SGPLOT minimizes the Asymptotic Mean Integrated Square Error (AMISE) for the kernel density function. According to PROC UNIVARIATE
, which also can do KDE:
By default, the procedure uses the AMISE method to compute kernel density estimates.
PROC UNIVARIATE documentation
We can confirm that they both have the same default by comparing the output.
proc univariate data=sashelp.cars;
var horsepower;
histogram / kernel;
run;
In the log, we find:
NOTE: The normal kernel estimate for c=0.7852 has a bandwidth of 21.035 and an AMISE of 392E-7.

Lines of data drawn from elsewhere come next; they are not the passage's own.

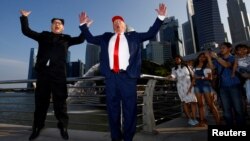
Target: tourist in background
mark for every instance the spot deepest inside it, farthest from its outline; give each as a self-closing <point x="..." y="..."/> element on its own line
<point x="229" y="87"/>
<point x="183" y="75"/>
<point x="203" y="89"/>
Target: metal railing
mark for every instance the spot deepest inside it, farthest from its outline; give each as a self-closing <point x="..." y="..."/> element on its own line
<point x="158" y="102"/>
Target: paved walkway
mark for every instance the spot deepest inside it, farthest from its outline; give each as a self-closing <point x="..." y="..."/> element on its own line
<point x="174" y="130"/>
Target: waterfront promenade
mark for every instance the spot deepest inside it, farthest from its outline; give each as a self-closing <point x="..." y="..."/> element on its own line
<point x="173" y="130"/>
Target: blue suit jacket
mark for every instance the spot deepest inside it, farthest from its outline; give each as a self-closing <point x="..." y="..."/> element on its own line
<point x="134" y="43"/>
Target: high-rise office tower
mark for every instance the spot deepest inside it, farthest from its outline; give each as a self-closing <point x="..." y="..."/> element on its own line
<point x="92" y="56"/>
<point x="207" y="23"/>
<point x="169" y="33"/>
<point x="238" y="21"/>
<point x="32" y="62"/>
<point x="188" y="30"/>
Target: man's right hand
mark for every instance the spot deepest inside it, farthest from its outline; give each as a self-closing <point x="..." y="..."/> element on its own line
<point x="25" y="13"/>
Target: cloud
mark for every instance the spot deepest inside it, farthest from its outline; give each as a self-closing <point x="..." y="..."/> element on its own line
<point x="13" y="69"/>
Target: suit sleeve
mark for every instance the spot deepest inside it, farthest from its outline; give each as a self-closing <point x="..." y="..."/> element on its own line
<point x="26" y="29"/>
<point x="151" y="32"/>
<point x="89" y="37"/>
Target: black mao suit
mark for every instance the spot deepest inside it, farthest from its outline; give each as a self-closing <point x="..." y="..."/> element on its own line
<point x="51" y="72"/>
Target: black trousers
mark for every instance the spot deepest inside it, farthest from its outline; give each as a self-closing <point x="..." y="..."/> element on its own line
<point x="44" y="90"/>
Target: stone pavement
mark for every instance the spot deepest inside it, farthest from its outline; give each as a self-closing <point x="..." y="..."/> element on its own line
<point x="174" y="130"/>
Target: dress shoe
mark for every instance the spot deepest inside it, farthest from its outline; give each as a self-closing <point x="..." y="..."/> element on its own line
<point x="64" y="133"/>
<point x="35" y="133"/>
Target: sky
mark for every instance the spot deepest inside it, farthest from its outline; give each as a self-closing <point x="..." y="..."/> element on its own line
<point x="139" y="14"/>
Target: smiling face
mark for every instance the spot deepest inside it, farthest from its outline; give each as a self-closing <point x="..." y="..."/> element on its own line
<point x="119" y="26"/>
<point x="57" y="27"/>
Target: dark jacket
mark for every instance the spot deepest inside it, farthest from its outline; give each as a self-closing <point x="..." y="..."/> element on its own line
<point x="53" y="47"/>
<point x="135" y="41"/>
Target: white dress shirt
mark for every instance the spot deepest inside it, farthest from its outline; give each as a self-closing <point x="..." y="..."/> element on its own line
<point x="123" y="52"/>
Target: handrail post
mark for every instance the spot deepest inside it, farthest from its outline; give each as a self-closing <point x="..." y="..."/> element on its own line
<point x="148" y="112"/>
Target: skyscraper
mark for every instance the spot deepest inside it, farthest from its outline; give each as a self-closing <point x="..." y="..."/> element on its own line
<point x="92" y="56"/>
<point x="238" y="21"/>
<point x="169" y="33"/>
<point x="32" y="62"/>
<point x="188" y="30"/>
<point x="207" y="23"/>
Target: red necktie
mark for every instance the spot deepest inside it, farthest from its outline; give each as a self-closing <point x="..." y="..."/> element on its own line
<point x="116" y="54"/>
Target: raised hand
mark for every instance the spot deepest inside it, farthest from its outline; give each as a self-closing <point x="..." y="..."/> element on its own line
<point x="162" y="10"/>
<point x="84" y="19"/>
<point x="25" y="13"/>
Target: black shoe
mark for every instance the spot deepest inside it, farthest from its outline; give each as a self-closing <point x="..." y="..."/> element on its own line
<point x="64" y="133"/>
<point x="35" y="133"/>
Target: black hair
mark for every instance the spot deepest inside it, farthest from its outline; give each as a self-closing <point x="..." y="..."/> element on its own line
<point x="196" y="63"/>
<point x="241" y="46"/>
<point x="182" y="62"/>
<point x="227" y="44"/>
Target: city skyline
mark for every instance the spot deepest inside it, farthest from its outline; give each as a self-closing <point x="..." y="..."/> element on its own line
<point x="15" y="47"/>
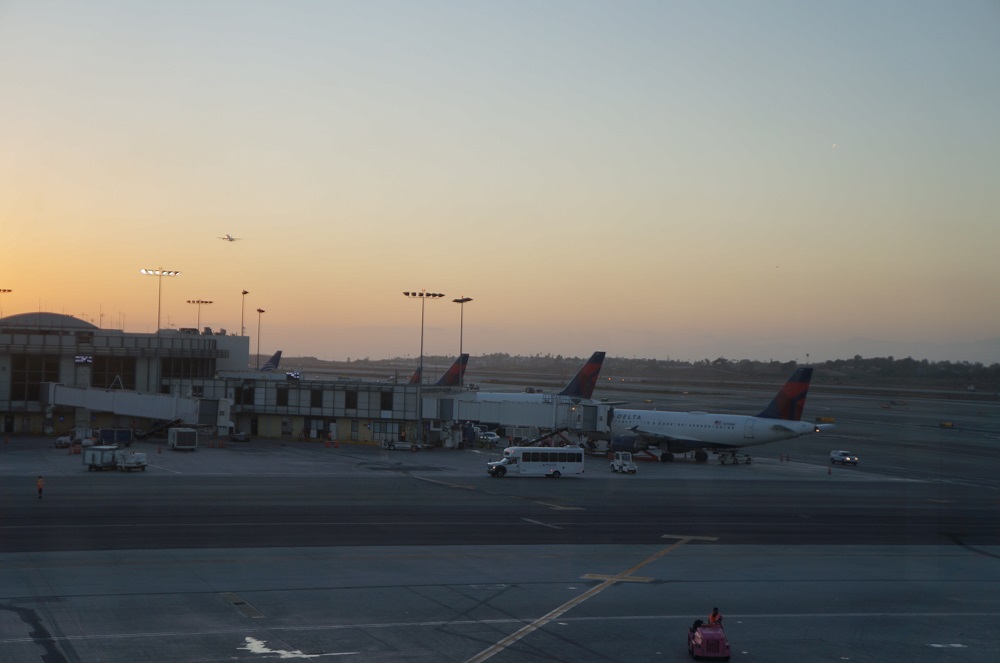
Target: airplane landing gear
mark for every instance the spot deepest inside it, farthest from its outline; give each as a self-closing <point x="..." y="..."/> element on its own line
<point x="732" y="458"/>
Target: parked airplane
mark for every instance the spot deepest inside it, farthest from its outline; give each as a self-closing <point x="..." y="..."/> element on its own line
<point x="271" y="363"/>
<point x="452" y="377"/>
<point x="581" y="387"/>
<point x="675" y="432"/>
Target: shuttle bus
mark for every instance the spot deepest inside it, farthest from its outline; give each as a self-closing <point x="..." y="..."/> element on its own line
<point x="538" y="461"/>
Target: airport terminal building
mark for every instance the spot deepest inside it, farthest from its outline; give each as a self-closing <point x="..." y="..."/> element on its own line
<point x="57" y="372"/>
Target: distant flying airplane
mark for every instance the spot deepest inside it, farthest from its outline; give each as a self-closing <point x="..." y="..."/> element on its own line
<point x="635" y="430"/>
<point x="452" y="377"/>
<point x="272" y="363"/>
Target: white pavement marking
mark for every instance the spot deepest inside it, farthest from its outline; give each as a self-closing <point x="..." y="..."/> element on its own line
<point x="255" y="646"/>
<point x="538" y="522"/>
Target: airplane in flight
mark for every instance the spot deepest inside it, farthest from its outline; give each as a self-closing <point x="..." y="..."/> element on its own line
<point x="452" y="377"/>
<point x="678" y="432"/>
<point x="580" y="388"/>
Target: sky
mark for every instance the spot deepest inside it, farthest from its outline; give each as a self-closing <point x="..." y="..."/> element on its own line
<point x="664" y="179"/>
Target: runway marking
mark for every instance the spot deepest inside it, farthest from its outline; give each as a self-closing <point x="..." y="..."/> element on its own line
<point x="499" y="621"/>
<point x="624" y="576"/>
<point x="557" y="507"/>
<point x="255" y="646"/>
<point x="160" y="467"/>
<point x="538" y="522"/>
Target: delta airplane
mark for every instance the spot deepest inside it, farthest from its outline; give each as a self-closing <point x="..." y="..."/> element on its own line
<point x="580" y="388"/>
<point x="677" y="432"/>
<point x="452" y="377"/>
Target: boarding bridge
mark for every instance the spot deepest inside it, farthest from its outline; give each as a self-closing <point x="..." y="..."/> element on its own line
<point x="128" y="403"/>
<point x="557" y="413"/>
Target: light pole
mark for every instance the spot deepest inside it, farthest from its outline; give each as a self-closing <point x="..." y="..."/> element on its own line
<point x="461" y="323"/>
<point x="243" y="305"/>
<point x="259" y="311"/>
<point x="3" y="291"/>
<point x="423" y="296"/>
<point x="159" y="274"/>
<point x="199" y="302"/>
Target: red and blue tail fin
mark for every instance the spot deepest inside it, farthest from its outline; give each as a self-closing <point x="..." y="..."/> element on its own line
<point x="453" y="377"/>
<point x="582" y="386"/>
<point x="272" y="363"/>
<point x="791" y="400"/>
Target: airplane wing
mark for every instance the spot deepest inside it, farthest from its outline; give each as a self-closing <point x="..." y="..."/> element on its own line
<point x="676" y="443"/>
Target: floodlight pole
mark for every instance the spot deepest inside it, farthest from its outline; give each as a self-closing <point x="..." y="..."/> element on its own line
<point x="159" y="274"/>
<point x="243" y="305"/>
<point x="199" y="302"/>
<point x="3" y="291"/>
<point x="259" y="311"/>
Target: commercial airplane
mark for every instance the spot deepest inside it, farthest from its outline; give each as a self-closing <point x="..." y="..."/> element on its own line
<point x="677" y="432"/>
<point x="581" y="387"/>
<point x="452" y="377"/>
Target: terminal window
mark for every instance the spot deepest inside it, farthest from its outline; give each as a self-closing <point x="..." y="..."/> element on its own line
<point x="27" y="372"/>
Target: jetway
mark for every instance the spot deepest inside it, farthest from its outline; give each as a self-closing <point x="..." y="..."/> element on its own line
<point x="123" y="402"/>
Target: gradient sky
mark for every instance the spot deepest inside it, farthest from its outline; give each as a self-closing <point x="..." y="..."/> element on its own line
<point x="652" y="179"/>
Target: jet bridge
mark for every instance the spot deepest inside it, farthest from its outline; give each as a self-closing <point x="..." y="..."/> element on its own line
<point x="123" y="402"/>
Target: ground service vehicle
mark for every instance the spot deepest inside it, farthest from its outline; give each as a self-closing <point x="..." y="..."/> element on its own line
<point x="99" y="457"/>
<point x="111" y="457"/>
<point x="489" y="438"/>
<point x="843" y="457"/>
<point x="77" y="435"/>
<point x="185" y="439"/>
<point x="707" y="642"/>
<point x="550" y="462"/>
<point x="622" y="462"/>
<point x="126" y="461"/>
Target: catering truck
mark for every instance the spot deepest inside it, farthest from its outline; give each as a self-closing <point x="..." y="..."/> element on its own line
<point x="185" y="439"/>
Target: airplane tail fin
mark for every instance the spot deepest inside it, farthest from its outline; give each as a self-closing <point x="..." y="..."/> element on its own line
<point x="453" y="377"/>
<point x="582" y="386"/>
<point x="791" y="399"/>
<point x="271" y="363"/>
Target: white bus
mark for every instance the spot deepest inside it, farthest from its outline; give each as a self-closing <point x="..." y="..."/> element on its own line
<point x="538" y="461"/>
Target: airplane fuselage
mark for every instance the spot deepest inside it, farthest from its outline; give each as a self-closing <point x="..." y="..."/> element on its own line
<point x="701" y="430"/>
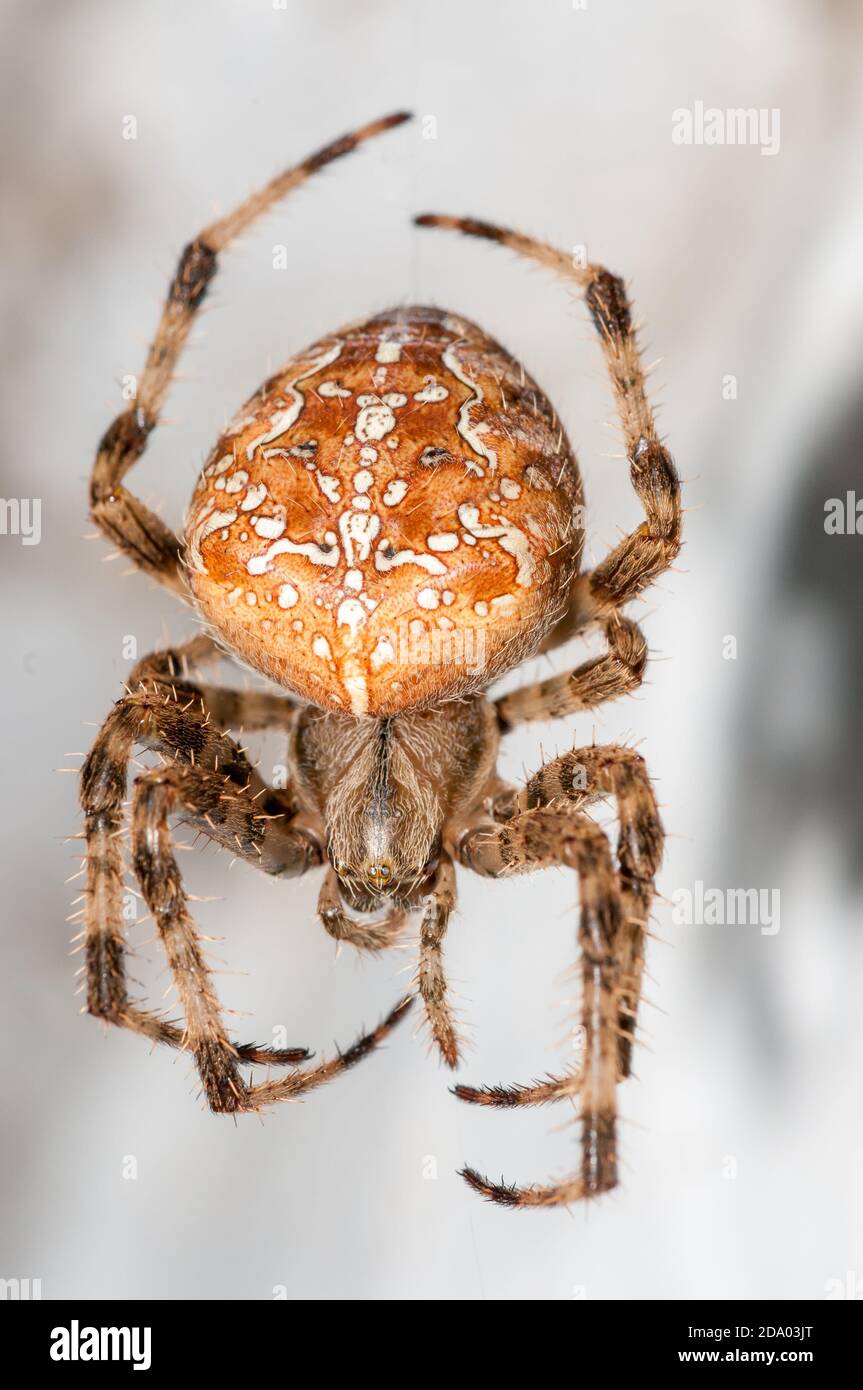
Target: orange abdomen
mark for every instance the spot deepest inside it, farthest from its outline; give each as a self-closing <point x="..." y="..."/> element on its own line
<point x="392" y="520"/>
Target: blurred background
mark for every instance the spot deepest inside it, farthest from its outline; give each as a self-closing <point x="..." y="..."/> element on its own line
<point x="742" y="1136"/>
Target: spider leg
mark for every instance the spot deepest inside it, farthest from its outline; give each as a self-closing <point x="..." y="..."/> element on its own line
<point x="577" y="780"/>
<point x="534" y="840"/>
<point x="617" y="672"/>
<point x="168" y="713"/>
<point x="120" y="516"/>
<point x="652" y="548"/>
<point x="431" y="980"/>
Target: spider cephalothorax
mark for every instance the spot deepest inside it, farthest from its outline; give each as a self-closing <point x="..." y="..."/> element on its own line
<point x="389" y="524"/>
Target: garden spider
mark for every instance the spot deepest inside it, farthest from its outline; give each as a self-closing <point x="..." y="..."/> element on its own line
<point x="392" y="523"/>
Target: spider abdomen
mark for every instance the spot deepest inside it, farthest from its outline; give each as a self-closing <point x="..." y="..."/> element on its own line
<point x="389" y="521"/>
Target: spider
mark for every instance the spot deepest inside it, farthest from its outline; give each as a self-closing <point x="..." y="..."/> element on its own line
<point x="388" y="526"/>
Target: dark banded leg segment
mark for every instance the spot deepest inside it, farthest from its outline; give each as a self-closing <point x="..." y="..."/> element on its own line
<point x="652" y="548"/>
<point x="132" y="527"/>
<point x="535" y="840"/>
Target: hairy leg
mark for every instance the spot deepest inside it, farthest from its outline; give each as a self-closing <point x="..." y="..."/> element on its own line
<point x="577" y="780"/>
<point x="535" y="840"/>
<point x="431" y="980"/>
<point x="120" y="516"/>
<point x="652" y="548"/>
<point x="235" y="808"/>
<point x="617" y="672"/>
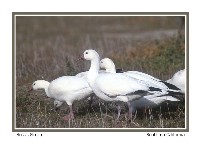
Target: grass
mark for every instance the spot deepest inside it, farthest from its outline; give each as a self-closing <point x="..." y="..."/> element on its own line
<point x="48" y="47"/>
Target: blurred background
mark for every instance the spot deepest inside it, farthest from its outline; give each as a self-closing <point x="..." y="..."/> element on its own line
<point x="48" y="47"/>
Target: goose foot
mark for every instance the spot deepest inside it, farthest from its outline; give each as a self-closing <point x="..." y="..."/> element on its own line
<point x="68" y="117"/>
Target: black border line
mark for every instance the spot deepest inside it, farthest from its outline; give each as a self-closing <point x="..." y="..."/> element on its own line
<point x="186" y="129"/>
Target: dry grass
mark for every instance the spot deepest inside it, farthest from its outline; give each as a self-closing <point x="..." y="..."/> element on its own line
<point x="48" y="47"/>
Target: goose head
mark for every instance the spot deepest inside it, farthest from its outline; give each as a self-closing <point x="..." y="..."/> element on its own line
<point x="39" y="84"/>
<point x="108" y="65"/>
<point x="91" y="55"/>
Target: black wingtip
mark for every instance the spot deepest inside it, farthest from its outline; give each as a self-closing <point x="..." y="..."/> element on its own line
<point x="154" y="89"/>
<point x="170" y="86"/>
<point x="119" y="70"/>
<point x="177" y="95"/>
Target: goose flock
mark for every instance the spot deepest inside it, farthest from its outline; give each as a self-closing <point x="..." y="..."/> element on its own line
<point x="136" y="89"/>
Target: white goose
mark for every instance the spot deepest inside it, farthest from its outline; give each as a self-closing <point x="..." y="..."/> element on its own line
<point x="64" y="89"/>
<point x="112" y="86"/>
<point x="145" y="101"/>
<point x="178" y="80"/>
<point x="58" y="103"/>
<point x="109" y="65"/>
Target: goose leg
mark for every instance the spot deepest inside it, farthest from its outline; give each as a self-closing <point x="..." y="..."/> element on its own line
<point x="130" y="111"/>
<point x="71" y="114"/>
<point x="118" y="111"/>
<point x="90" y="102"/>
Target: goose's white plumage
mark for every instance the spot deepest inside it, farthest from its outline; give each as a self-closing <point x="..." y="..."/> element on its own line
<point x="178" y="80"/>
<point x="109" y="65"/>
<point x="146" y="101"/>
<point x="112" y="86"/>
<point x="65" y="89"/>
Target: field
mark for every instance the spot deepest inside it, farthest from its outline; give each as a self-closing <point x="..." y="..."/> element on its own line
<point x="49" y="47"/>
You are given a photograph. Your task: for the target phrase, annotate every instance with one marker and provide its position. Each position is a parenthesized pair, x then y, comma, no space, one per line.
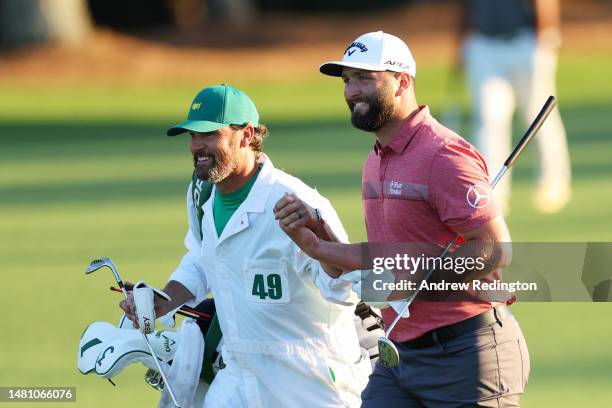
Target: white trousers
(501,74)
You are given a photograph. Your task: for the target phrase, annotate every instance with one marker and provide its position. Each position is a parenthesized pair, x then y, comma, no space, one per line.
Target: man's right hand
(175,290)
(127,305)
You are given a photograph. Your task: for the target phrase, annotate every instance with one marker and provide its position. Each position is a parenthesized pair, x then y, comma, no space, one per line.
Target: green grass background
(86,171)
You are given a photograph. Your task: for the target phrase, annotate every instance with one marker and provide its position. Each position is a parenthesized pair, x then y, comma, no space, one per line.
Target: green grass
(86,171)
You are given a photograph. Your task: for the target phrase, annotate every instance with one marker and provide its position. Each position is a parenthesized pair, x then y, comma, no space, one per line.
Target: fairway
(86,171)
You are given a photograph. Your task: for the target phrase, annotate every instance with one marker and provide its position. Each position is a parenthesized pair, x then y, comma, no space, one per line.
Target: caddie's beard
(380,109)
(224,162)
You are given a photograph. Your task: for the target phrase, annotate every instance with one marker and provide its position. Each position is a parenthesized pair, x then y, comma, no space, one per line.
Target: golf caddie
(288,333)
(424,184)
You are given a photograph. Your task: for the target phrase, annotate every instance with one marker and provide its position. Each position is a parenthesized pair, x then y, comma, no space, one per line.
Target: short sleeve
(459,188)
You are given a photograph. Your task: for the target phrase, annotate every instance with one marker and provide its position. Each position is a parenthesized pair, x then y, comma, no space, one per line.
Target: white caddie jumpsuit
(289,339)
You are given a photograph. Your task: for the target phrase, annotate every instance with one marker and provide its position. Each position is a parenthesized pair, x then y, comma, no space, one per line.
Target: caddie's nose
(199,141)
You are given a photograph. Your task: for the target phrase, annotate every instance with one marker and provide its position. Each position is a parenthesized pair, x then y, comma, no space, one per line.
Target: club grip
(550,104)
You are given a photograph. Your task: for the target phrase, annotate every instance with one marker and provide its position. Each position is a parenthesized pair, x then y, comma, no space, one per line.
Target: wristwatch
(320,219)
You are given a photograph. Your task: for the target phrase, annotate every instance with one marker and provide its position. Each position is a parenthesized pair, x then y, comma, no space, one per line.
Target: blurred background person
(510,57)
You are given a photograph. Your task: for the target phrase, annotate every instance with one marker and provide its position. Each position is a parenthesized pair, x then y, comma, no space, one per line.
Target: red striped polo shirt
(415,190)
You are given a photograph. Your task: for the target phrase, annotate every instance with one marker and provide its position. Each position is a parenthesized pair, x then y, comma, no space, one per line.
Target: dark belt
(445,334)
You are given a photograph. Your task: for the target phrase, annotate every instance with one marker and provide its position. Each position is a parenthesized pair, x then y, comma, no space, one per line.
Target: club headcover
(144,305)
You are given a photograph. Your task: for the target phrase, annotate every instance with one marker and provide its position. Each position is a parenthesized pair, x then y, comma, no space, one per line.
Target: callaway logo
(355,44)
(110,350)
(168,343)
(478,196)
(147,324)
(396,63)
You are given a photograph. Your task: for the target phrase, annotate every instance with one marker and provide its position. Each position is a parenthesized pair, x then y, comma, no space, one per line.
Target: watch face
(319,216)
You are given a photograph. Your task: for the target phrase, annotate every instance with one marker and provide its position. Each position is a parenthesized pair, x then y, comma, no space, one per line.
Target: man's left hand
(293,213)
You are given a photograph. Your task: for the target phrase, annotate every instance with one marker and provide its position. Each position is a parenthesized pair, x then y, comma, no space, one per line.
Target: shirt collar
(400,141)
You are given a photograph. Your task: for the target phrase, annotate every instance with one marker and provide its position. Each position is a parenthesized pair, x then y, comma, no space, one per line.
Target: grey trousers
(485,368)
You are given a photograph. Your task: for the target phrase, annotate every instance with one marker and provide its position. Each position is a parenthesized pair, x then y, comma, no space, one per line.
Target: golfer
(422,183)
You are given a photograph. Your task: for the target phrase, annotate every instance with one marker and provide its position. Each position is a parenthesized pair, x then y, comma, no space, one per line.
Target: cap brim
(194,126)
(334,68)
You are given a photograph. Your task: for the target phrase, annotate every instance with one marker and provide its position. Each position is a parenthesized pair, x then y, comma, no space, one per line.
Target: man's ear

Let's plot them together and compare the values.
proc sgplot data=sashelp.cars;
density horsepower/TYPE=KERNEL;
density horsepower/TYPE=KERNEL(c=0.7852);
ods output sgplot;
run;
data diff;
set sgplot;
abs_diff = abs(KERNEL_Horsepower____Y - KERNEL_Horsepower_C_0_7852____Y);
run;
proc univariate data=diff;
var abs_diff;
run;

The average difference between all points plotted is 1.65x10^-9, with the overall largest being 6.76x10^-9. This is, essentially, zero. The reason for the differences is that the c-value given to the user in the log is lower precision than the one calculated by proc sgplot
. You can get a higher precision estimate with the outkernel=
option in proc univariate
as well.